20.6.11

La misère et sa suite


Photo : Robert Frank, The Americans.

Comme mon ami Clarence, le film À Saint-Henri le 26 août a suscité chez moi son lot de réflexions. Les mêmes et d'autres aussi. Je propose ici une amorce de réponse... à poursuivre éventuellement. Je dois noter que je n’habite pas Saint-Henri. C’est un quartier que je connais de loin. On comprendra donc que ma réaction au documentaire de Shannon Walsh, À Saint-Henri, le 26 août, n’a pu être influencée par une vision intime du quartier comme celle qu’a présentée Clarence. J’aurais aimé, comme lui, pouvoir reprendre avec précision les détails du quartier et les oublis, les irrégularités dans la réalisation. Je me contenterai donc de soulever – dans une perspective plus large - certains questionnements qu’ont fait surgir chez moi le visionnement du film.

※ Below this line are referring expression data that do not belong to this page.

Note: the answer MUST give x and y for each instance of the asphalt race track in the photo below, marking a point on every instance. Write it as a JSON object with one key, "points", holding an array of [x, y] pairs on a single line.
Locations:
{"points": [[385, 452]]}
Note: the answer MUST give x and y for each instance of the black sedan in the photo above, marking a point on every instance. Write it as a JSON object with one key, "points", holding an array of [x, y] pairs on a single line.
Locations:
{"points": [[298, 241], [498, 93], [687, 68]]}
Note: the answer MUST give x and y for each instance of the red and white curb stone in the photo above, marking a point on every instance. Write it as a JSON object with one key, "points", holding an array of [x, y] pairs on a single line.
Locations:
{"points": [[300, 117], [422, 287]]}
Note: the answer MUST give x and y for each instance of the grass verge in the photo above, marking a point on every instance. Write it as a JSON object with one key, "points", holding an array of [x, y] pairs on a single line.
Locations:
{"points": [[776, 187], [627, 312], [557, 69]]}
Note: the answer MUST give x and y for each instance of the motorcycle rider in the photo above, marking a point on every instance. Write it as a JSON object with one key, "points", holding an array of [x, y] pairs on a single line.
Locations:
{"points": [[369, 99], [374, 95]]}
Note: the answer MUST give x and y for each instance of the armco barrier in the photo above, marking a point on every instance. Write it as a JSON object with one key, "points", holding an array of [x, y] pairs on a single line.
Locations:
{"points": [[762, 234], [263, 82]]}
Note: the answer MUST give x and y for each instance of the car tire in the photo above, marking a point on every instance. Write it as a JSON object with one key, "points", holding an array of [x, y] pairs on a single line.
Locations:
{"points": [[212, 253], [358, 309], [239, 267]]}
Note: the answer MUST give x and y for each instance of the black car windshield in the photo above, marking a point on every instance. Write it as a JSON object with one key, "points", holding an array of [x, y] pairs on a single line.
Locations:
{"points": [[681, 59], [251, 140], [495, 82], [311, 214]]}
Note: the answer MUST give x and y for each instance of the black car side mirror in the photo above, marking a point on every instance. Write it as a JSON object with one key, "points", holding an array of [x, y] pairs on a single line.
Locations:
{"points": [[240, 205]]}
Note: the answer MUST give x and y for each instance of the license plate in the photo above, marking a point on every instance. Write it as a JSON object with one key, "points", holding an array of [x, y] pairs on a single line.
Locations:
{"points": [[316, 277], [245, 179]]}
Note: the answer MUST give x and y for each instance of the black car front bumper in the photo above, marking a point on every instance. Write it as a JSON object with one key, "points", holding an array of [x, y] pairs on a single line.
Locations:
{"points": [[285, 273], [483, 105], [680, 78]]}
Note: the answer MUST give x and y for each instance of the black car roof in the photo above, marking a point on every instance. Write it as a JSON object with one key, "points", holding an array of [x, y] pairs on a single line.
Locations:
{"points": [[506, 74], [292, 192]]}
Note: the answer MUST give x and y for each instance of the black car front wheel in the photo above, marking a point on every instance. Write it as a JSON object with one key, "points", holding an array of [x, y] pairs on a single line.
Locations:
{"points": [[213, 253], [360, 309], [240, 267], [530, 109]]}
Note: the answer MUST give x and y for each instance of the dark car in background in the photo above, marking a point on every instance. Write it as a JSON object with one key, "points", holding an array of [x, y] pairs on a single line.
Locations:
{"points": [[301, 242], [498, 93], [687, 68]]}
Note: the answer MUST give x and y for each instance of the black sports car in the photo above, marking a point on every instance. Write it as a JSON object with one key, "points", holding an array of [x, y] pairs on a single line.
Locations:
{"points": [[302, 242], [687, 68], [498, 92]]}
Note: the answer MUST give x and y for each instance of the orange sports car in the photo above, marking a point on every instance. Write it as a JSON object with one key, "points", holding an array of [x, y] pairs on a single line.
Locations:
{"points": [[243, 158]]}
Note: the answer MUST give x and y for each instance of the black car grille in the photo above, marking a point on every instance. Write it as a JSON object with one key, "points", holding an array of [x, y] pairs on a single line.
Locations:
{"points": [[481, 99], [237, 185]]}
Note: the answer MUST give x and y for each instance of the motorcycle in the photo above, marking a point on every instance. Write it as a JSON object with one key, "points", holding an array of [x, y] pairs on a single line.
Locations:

Selon Marie-Pierre Duhamel-Muller, c’est « une "leçon de géographie" que le cinéma documentaire porte avec une énergie unique, parce qu'il s'obstine à nous rendre la vue (et l'ouïe), à se préoccuper d'invisible(s), à trouver le récit de ce qui est à l'écart, en dessous. » (1) Il est évident que le film de Walsh s’attarde à représenter « l’écart », la marge d’un quartier populaire. Le documentaire met en scène une série d’excentriques qui peuplent les rues de Saint-Henri : assistés sociaux, laveurs de voitures, propriétaire de dépanneur, laitier, Mohawks gais et autres jeunes punks. Ce sont ces personnages colorés qui construisent le patchwork narratif en se croisant à de nombreuses reprises à l’intérieur de l’oeuvre : par la magie du montage, certes, mais également dans le réel du film. Les histoires filmées par les 16 équipes de tournage font état d’une vie de quartier dynamique, d’un Saint-Henri multiculturel et multiforme qui fait se côtoyer tous les genres. Comme le soulignera l’un des intervenants du film, « Saint-Henri c’est pu comme avant », et c’est à partir de ce présupposé que le film se charge de nous faire découvrir le quartier via des personnages originaux. Cependant, si À Saint-Henri, le 26 août dépeint un monde en pleine transformation en donnant une voix à ses habitants, peut-on affirmer que le documentaire offre une « leçon de géographie », selon la définition qu’en fait Duhamel-Muller? Rien n’est moins sûr.

Dans la préface de The Americans, Jack Kerouac écrit à propos des photos de Robert Frank : « The humor, the sadness, the EVERYTHING-ness and American-ness of these pictures! » (2). Ce caractère total du travail documentaire que souligne avec justesse Kerouac apparaît essentiel, tant au cinéma qu’en photographie. Le regard documentaire passe par l’inventaire d’un territoire. Un regard qui balaie l’horizon à la recherche de l’Autre. 23 000 clichés (dont 83 seulement seront publiés) pour Robert Frank, qui, à la recherche d’un « tout » américain, ratisse 48 états. C’est cet inventaire laborieux qui permet de dresser un paysage, mais, surtout, de rendre un sensible. Parce que l’œil documentaire n’est pas qu’un enregistrement, c’est, essentiellement, un réel agencé. Les images mises bout à bout trouvent leur sens, forment le récit unique d’un territoire. Celui d’un pays comme chez Robert Frank ou Stephen Shore, d’un quartier, d’une île (Pour la suite du monde de Pierre Perrault), d’un hameau (La vie moderne de Raymond Depardon), ...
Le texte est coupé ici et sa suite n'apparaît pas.